A typical occupancy analysis :

Kernel details : Grid size: 141 x 141, Block size: 300 x 1 x 1
Register Ratio = 0.6875 ( 11264 / 16384 ) [35 registers per thread]
Shared Memory Ratio = 0.03125 ( 512 / 16384 ) [32 bytes per Block]
Active Blocks per SM = 1 : 8
Active threads per SM = 300 : 1024
Occupancy = 0.3125 ( 10 / 32 )
Achieved occupancy = 0.3125 (on 27 SMs)
Occupancy limiting factor = Registers
Warning: Grid Size (19881) is not a multiple of available SMs (27).


Perhaps you should give a little more context, otherwise it will be hard to tell you what’s wrong with your curve …

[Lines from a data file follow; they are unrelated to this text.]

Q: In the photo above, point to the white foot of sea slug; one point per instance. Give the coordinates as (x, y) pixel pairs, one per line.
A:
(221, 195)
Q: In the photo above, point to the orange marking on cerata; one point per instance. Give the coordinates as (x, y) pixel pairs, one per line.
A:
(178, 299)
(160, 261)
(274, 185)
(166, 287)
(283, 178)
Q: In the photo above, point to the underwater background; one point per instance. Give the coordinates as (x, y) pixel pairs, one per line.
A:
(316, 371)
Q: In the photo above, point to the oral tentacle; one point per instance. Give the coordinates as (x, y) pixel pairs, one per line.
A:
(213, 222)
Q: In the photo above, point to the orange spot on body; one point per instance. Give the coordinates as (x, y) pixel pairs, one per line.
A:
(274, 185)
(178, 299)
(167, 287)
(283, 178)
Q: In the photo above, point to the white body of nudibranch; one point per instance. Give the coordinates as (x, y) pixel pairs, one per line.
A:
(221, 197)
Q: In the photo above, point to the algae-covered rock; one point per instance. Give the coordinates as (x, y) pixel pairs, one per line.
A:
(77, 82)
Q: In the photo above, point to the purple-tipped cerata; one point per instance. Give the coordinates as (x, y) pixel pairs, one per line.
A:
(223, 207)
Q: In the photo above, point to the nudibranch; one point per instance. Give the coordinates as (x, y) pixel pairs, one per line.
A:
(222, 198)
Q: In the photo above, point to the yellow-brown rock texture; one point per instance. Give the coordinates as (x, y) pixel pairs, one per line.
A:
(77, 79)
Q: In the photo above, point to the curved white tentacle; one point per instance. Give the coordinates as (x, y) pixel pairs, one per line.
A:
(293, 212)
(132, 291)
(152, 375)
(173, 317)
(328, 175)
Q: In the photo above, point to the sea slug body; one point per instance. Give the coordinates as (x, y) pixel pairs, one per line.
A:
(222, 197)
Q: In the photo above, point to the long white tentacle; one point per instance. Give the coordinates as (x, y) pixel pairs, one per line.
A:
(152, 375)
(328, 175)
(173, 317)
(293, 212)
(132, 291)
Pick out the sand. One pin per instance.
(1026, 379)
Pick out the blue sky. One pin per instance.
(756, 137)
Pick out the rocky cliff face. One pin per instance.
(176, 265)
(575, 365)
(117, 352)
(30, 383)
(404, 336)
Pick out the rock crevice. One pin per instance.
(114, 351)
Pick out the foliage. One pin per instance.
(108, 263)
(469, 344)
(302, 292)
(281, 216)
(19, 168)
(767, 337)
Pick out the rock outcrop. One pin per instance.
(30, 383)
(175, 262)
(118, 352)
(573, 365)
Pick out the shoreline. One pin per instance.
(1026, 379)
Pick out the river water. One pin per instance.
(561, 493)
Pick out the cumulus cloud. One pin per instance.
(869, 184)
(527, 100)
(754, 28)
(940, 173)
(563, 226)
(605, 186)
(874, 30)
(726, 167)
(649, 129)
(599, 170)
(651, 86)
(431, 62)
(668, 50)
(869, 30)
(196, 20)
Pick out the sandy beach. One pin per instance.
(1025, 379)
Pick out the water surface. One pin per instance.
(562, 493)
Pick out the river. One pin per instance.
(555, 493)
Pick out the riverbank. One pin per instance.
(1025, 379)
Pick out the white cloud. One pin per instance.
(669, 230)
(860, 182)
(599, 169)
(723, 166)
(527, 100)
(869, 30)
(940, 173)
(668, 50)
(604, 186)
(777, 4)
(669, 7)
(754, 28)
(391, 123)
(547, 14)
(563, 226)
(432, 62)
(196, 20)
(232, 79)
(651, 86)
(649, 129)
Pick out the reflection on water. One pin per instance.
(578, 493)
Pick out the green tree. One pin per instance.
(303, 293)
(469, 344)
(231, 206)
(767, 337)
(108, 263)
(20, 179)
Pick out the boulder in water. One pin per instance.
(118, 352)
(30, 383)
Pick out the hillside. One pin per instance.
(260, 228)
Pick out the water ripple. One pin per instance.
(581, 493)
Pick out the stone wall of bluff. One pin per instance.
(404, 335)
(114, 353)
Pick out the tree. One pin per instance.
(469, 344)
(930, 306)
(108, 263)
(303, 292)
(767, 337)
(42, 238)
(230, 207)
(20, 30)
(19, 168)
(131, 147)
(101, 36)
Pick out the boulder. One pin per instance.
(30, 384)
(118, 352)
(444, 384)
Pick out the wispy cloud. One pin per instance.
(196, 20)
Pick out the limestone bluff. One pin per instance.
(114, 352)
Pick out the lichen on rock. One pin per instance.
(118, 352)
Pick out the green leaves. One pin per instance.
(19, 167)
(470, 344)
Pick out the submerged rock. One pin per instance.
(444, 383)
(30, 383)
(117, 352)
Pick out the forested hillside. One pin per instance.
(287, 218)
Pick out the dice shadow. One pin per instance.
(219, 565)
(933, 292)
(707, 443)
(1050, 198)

The context is clear: the kernel is suppose to calculate N times the same function.

The curve should therefore be quite flat : i.e the same computation time for 10 or 1,000 up to 20,000 calculations if all is done in parralel. Or am I completely lost ?

I did some more tests on my kernel.

As far as I can tell the threads numbers launched is equal to N , by multiplying the “cta launched” number by the number of SM (27) in my case.
What seems to be happening, with occupancy close to 1 for my cases, is that the number of branches and of divergent branches is varying linearly with N ( if N > 100000) .
Although I have many divergent branches, there is no warp serialize number given.

Anyone knows what divergent branches and branch predication is all about?

No? You’re totally confusing the programming model with the hardware implementation.

192 or 224 threads run in parallel during any given shader clock cycle (depending on when you

bought that GTX 260).

My GTX 260 has 216 Scalar Processor ( 27 Streaming Multirprocessor).

The cta_lauched count in the profiler output corresponds to 3 SM (TPC #0).

If I multiply the cta-launched with 9 (27/3) , I get the total number of parrallel threads launched, Yes?

I found that I had included a loop in the kernel which shoud have been outside all along. Now my program is much speedier.

Ah, you’re right about the 216. ;)

How does your plot look like without this loop? I bet it’s still linearly increasing.

The profiler only collects stats for one TPC (TPC = cluster of SMs). There are 3 SMs per TPC in the GT200 chip ( source: http://www.geeks3d.com/20100318/tips-what-…cluster-or-tpc/ ), so that’s why you need a factor of 27/3 = 9 to get to the expected number.

I think the compiler optimized something out… Check…